Templo de Kukulcán, Yucatán, México. Año 900 d.C.
El aire en la cámara secreta era denso y estaba cargado con el olor a sangre y copal quemado. La luz parpadeante de las antorchas se reflejaba en las caras sudorosas de los sacerdotes mayas, que rodeaban la plataforma central de obsidiana. Fuera, el clamor de la guerra y la caída de Chichén Itzá resonaban como el juicio final.
El Gran Sacerdote Ah Kin, con los ojos inyectados en sangre por el miedo y la desesperación, levantó el objeto. No era de oro ni de jade, sino de una aleación metálica oscura, fría al tacto y grabada con glifos que contaban historias de la creación y la destrucción. Era la Reliquia de Aztlán, el motor que, según las leyendas, otorgaba a su poseedor el poder de moldear la civilización... o de aniquilarla.
—El tiempo se ha agotado, mis hijos —la voz del Sacerdote era un susurro roto—. Los invasores del Norte están en las puertas. Este poder no puede caer en manos de aquellos que no entienden el equilibrio.

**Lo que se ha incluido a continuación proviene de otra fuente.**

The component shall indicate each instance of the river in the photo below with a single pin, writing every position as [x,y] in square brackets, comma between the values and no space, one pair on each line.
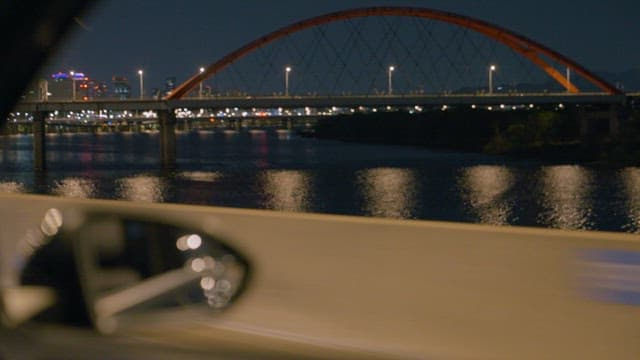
[269,169]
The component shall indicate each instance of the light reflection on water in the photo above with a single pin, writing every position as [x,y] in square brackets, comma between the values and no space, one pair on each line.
[388,192]
[141,188]
[484,188]
[75,188]
[202,176]
[286,190]
[566,197]
[264,169]
[631,180]
[12,187]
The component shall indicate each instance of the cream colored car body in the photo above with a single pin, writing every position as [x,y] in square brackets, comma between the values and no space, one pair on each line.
[347,287]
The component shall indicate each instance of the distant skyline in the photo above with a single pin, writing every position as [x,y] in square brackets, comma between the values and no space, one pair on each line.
[174,38]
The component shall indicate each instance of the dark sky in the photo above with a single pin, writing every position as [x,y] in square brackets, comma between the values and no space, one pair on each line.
[175,37]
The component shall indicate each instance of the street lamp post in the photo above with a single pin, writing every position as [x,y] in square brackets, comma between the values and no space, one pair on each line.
[73,84]
[390,79]
[141,73]
[201,71]
[492,69]
[287,70]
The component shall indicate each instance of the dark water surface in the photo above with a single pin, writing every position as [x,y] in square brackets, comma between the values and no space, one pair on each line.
[276,170]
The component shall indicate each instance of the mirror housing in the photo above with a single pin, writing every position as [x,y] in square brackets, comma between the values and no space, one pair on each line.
[105,265]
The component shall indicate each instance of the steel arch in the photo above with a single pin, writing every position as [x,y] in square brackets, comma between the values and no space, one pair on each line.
[519,43]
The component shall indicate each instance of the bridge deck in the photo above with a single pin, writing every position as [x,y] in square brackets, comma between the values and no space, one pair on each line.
[323,101]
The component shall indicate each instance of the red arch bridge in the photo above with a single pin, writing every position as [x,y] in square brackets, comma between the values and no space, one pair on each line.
[390,57]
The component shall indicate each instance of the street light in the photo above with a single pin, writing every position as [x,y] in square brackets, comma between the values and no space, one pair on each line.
[390,79]
[141,73]
[201,71]
[287,70]
[73,81]
[492,69]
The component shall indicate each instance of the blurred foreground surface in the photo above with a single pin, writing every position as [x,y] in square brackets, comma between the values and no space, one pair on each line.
[345,287]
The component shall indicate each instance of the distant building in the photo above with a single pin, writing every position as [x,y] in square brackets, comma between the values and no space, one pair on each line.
[60,86]
[169,85]
[121,87]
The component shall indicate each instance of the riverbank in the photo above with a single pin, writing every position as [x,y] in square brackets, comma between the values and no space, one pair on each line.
[547,135]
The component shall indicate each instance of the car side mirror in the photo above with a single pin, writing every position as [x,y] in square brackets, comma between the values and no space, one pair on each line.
[125,264]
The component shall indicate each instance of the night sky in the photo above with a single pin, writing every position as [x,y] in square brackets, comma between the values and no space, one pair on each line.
[175,37]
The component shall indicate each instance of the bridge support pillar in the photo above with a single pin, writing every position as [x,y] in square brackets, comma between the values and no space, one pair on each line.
[615,113]
[167,121]
[39,141]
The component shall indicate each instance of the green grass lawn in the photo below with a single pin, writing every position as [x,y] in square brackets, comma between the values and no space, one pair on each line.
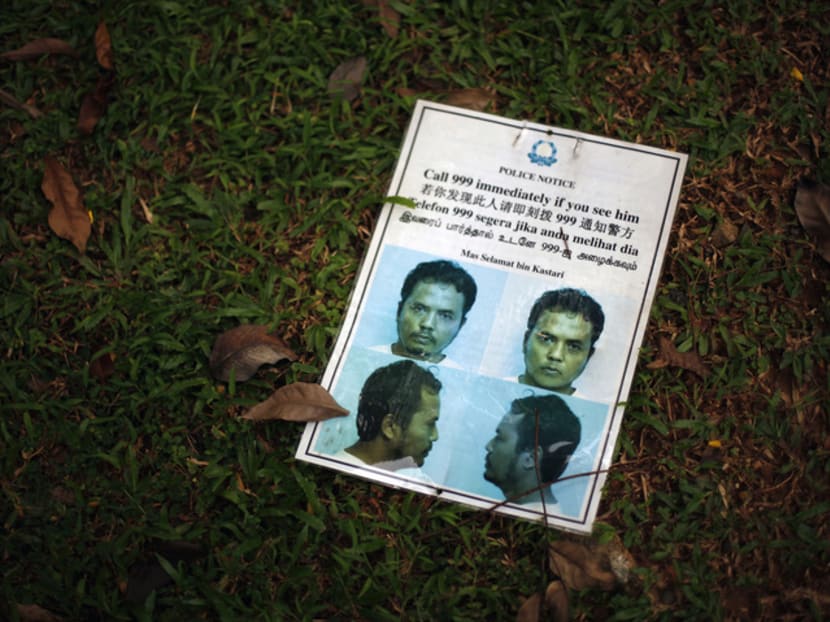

Los sacerdotes asintieron. Uno a uno, rompieron sus dagas de obsidiana, dejando caer la sangre sobre el artefacto para sellar un juramento milenario. Ah Kin extendió la mano y colocó la Reliquia en un nicho tallado en forma de serpiente. Luego, con un esfuerzo sobrehumano, giró una palanca oculta.
Con un crujido sísmico, un bloque de piedra se deslizó, sellando la cámara. El único rastro que quedaba era un pequeño códice tallado en un hueso de jaguar, que contenía la clave del escondite y el mapa de la profecía: la Reliquia solo sería encontrada y liberada cuando "el sol negro" se alineara con el templo.
El Sacerdote no viviría para ver el amanecer, pero sabía que había asegurado el destino del mundo. El poder dormiría, esperando al hombre que fuera lo suficientemente sabio (o lo suficientemente estúpido) para despertarlo.
Londres, Inglaterra. Hoy.
Ethan Hayes detestaba las conferencias académicas. Eran predecibles, aburridas y olían a polvo de biblioteca. Pero su mente no estaba en los pergaminos ni en los debates sobre la cronología maya. Estaba en el pequeño códice de hueso de jaguar que había encontrado su colega en un mercado negro de antigüedades en Mérida.
El códice era genuino y viejo, pero lo importante era el mapa grabado. No era un mapa de un sitio conocido, sino de una cámara sellada. Y la traducción era clara: "Aquí yace el poder bajo el sol negro, protegido por la sangre".
Ethan sabía que lo que sostenía no era solo una clave histórica; era una bomba de tiempo. Se levantó de su asiento y se dirigió a la salida. Tenía que llegar a su oficina. Tenía que comprobar la fecha de la profecía solar.
En el pasillo, sintió un roce inusual. Un hombre alto, vestido con un traje de diseñador, lo miró fijamente. Los ojos del hombre no eran fríos; eran letales.
—Profesor Hayes —dijo el hombre con un acento indescifrable—. Tenemos entendido que usted posee algo que nos pertenece. Una reliquia.
Ethan sintió un escalofrío que no tenía nada que ver con la climatización de la universidad. El hombre no era un coleccionista. Era un cazador. Y acababa de pisar la línea entre la historia y la supervivencia.